The success of the MASC, launched in 2010, has enhanced the prospects of growing tourism through attracting and supporting destination sports events, including winter sporting events. Under Archer’s leadership, MASC has awarded more than $175,000 in funds through the Ironman Foundation to dozens of area clubs and youth entities for programs that focus on getting hard-to-reach youth engaged in sports and healthy activities.

By demonstrating a commitment to best practices and knowledge, Archer has built an organization that in Sperstad’s words “can fight above its weight class,” and she has elevated tourism’s stature to the point where Greater Madison now competes with destination and CVBs much larger in size and scope. The GMCVB’s success in luring events such as Ironman, Gold Wing Road Riders, Transplant Games of America, and World Stem Cell Summit have brought millions of dollars to the local economy, and its ability to securing the WIAA Boys Basketball Tournament through 2020 — after the WIAA Girls Basketball Tournament bolted for Green Bay — was greatly appreciated by business entities that benefit economically.
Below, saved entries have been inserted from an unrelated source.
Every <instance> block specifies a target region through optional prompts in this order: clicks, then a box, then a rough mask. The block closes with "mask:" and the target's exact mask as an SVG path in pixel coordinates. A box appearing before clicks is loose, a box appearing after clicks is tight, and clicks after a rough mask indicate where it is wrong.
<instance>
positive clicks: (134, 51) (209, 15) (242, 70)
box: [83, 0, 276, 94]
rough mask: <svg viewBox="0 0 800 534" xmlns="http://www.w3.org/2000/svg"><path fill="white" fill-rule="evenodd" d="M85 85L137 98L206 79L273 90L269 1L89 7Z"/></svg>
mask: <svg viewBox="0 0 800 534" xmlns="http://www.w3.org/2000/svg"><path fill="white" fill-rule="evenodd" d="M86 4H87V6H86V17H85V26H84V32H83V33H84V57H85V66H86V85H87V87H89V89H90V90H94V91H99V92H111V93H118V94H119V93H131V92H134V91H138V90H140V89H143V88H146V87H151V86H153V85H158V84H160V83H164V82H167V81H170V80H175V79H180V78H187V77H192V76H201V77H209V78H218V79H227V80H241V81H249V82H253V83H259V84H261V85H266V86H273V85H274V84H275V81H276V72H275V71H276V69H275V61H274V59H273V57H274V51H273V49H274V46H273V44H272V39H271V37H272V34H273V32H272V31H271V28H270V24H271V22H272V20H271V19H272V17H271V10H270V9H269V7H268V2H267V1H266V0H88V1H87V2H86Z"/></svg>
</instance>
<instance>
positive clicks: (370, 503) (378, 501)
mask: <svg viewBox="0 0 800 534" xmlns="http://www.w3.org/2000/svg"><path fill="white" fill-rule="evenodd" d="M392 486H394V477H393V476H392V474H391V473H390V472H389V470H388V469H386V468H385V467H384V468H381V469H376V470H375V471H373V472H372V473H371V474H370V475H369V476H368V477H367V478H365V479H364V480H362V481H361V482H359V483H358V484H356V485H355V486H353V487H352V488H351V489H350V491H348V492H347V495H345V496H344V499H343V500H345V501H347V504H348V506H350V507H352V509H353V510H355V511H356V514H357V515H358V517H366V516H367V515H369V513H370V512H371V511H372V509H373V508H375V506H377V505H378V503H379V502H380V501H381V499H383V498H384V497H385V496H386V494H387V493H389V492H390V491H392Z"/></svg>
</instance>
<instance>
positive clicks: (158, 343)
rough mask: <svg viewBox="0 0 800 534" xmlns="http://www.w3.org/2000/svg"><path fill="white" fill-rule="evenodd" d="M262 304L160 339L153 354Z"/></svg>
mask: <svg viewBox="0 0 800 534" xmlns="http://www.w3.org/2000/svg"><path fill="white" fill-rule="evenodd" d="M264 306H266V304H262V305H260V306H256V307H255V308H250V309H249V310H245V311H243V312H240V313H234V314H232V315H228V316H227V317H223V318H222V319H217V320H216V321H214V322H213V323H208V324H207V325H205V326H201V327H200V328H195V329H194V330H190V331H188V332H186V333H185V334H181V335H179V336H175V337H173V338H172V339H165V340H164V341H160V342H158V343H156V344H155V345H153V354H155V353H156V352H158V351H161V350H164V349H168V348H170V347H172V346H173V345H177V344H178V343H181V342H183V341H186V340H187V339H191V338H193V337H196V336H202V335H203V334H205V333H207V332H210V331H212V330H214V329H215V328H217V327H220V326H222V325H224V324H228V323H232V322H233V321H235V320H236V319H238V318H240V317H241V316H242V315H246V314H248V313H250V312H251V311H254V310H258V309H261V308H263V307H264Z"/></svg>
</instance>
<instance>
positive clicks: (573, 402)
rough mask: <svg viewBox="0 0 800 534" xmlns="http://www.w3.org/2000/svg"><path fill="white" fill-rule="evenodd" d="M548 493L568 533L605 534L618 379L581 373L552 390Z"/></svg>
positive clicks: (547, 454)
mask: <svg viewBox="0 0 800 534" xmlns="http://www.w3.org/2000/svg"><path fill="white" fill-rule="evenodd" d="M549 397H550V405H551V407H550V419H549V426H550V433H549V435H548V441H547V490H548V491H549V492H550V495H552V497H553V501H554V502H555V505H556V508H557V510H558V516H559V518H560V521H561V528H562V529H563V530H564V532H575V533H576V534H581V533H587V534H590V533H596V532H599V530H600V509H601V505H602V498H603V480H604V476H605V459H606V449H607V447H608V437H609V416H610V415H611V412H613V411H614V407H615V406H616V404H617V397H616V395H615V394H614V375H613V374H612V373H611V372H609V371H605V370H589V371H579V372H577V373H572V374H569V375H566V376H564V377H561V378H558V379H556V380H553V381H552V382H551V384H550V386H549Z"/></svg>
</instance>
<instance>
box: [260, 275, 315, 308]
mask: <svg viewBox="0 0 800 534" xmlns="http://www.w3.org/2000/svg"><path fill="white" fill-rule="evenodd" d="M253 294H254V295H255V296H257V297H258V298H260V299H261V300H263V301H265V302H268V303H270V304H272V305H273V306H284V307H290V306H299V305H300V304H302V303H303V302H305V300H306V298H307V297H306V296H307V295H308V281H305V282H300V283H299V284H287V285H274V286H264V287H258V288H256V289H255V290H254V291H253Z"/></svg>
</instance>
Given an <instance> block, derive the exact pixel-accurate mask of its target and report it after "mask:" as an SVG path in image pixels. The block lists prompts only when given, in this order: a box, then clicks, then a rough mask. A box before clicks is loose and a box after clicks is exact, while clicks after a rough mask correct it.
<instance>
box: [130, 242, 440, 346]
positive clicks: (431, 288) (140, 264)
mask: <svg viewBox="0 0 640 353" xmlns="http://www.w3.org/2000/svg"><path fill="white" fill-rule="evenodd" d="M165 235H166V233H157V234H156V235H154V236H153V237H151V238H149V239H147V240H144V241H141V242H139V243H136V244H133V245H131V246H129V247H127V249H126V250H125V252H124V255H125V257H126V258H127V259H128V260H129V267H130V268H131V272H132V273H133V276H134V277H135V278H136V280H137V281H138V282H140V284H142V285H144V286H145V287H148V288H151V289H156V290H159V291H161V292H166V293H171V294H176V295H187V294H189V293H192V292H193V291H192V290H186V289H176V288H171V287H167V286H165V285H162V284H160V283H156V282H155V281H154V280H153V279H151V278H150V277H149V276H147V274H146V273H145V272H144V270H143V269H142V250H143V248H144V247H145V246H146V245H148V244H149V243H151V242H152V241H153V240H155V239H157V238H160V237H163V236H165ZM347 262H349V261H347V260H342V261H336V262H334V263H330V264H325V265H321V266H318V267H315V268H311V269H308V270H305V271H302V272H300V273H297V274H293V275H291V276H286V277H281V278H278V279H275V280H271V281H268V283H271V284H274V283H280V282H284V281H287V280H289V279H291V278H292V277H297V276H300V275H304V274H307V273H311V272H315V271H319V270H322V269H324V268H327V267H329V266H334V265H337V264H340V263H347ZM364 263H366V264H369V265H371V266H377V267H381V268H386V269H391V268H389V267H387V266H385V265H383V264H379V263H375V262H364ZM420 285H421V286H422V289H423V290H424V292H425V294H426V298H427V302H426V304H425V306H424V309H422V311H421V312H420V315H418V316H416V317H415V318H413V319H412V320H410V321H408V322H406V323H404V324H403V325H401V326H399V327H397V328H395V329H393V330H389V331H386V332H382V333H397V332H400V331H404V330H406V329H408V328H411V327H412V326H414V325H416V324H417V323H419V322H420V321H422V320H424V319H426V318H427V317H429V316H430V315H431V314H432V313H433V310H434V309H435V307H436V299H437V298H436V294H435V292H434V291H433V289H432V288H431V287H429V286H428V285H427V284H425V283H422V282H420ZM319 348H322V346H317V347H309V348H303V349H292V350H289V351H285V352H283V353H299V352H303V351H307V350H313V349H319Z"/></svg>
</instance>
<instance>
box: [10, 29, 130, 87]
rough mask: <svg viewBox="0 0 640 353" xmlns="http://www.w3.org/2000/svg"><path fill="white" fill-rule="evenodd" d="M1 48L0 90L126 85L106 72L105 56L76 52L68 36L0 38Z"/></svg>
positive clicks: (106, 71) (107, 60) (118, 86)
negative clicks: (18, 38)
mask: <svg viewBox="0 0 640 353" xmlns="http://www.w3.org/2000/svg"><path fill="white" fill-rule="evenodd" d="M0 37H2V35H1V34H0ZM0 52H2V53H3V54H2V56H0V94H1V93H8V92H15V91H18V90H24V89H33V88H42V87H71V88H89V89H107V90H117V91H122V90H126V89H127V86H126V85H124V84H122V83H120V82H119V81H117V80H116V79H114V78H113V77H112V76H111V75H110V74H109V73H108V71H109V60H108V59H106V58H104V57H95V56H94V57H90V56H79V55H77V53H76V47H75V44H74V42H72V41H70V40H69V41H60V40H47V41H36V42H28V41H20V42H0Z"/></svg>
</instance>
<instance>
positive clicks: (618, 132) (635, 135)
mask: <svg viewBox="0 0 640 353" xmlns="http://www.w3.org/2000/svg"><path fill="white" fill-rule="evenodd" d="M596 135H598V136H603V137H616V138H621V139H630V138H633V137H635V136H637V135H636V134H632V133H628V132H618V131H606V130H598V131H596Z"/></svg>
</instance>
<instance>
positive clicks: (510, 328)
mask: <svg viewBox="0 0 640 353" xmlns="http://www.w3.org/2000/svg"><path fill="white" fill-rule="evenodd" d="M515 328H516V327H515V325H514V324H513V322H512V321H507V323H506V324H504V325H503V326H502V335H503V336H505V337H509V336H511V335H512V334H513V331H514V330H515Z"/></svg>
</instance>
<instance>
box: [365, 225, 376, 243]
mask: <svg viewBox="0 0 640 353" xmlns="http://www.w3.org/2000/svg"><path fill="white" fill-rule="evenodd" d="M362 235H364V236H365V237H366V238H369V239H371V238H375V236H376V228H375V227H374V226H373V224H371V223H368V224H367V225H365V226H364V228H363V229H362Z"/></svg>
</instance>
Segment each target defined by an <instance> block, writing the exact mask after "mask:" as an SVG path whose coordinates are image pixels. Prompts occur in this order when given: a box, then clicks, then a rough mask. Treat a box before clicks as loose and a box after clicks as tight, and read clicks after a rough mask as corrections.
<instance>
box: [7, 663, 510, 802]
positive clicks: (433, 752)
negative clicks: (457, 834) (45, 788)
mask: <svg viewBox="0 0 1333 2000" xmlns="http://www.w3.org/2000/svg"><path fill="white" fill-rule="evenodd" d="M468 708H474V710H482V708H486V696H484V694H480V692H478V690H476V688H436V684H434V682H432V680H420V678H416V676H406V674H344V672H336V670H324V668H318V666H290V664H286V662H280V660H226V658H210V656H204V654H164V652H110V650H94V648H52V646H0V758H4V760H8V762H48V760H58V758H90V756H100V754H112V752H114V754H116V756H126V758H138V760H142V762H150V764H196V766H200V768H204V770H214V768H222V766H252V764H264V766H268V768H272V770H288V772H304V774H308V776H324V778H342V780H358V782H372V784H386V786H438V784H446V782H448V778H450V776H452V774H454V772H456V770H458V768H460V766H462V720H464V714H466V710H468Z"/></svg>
For several years, she served as chair of the Wisconsin Governor’s Council on Tourism’s Meetings & Conventions Committee and on the Council, itself. These committees helped guide the Wisconsin Department of Tourism’s investments in marketing the state for leisure travelers and conventions. As a member of the Wisconsin Association of Convention & Visitor Bureaus, Archer has supported state legislation that could pave the way for additional destination marketing funds through a successful model from the west coast — Tourism Marketing Districts.

Her annual visits to the state capital have helped educate lawmakers on the importance of a Sept. 1 school start, the proper use of room tax revenue, and other key issues.

Nationally, as a past board member and chair of DMAI, Archer has been called on for her expertise and knowledge of destination marketing. She served on a Task Force to review DMAI’s groundbreaking “DestinationNEXT” program and helped develop program offerings that are being adopted by global destination marketing organizations.

Archer and the GMCVB have been recognized nationally for the “Decision Making Filters” process it adopted to help guide advocacy. She has presented on the filters at industry conventions, and DMOs across the country are adapting the tool for their local advocacy programs.

For Archer, this process began during the Edgewater Hotel conversation. The GMCVB had occasionally advocated for things, but it had not done so on a regular basis. When former Mayor Dave Cieslewicz asked the organization to weigh in, Archer decided to develop a quantitative analysis to evaluate the risks and rewards of becoming more engaged in public policy and if so, how actively and in what forms should that advocacy take. “We didn’t want to get mission creep and start looking at things that didn’t get into our purview,” she explains. “We wanted to very carefully evaluate things in terms of where we would end up in the minds of our stakeholders in the community.”

After the process was adopted, the GMCVB presented it at regional and national conventions and to other DMOs, and applied it when Air BnB came to town. “Every time I’ve made the presentation, I’ve had other CVBs say, ‘Oh, my gosh, we wish we would have had this. We’re so glad to have this. We needed this,’” Archer says. “Our industry wasn’t really active in advocacy.”

Coliseum campaign

A new study from the Hammes Co. says Dane County should look to replace the aging Dane County Coliseum with a new arena. The plan could attract more visitors with new hotels, restaurants, and retail establishments.

Given the county’s $120 million share of the projected cost and the need to address issues such as lake cleanup, Dane County Executive Joe Parisi would prefer to make incremental improvements to the facility.

Archer supports an overhaul. “The proposed plans for the Coliseum are important for the viability of this event venue,” she notes. “Our organization has been heavily involved in many of the conversations about the future of the Alliant Energy Center campus, and we look forward to learning more about what next steps lay ahead for the campus.”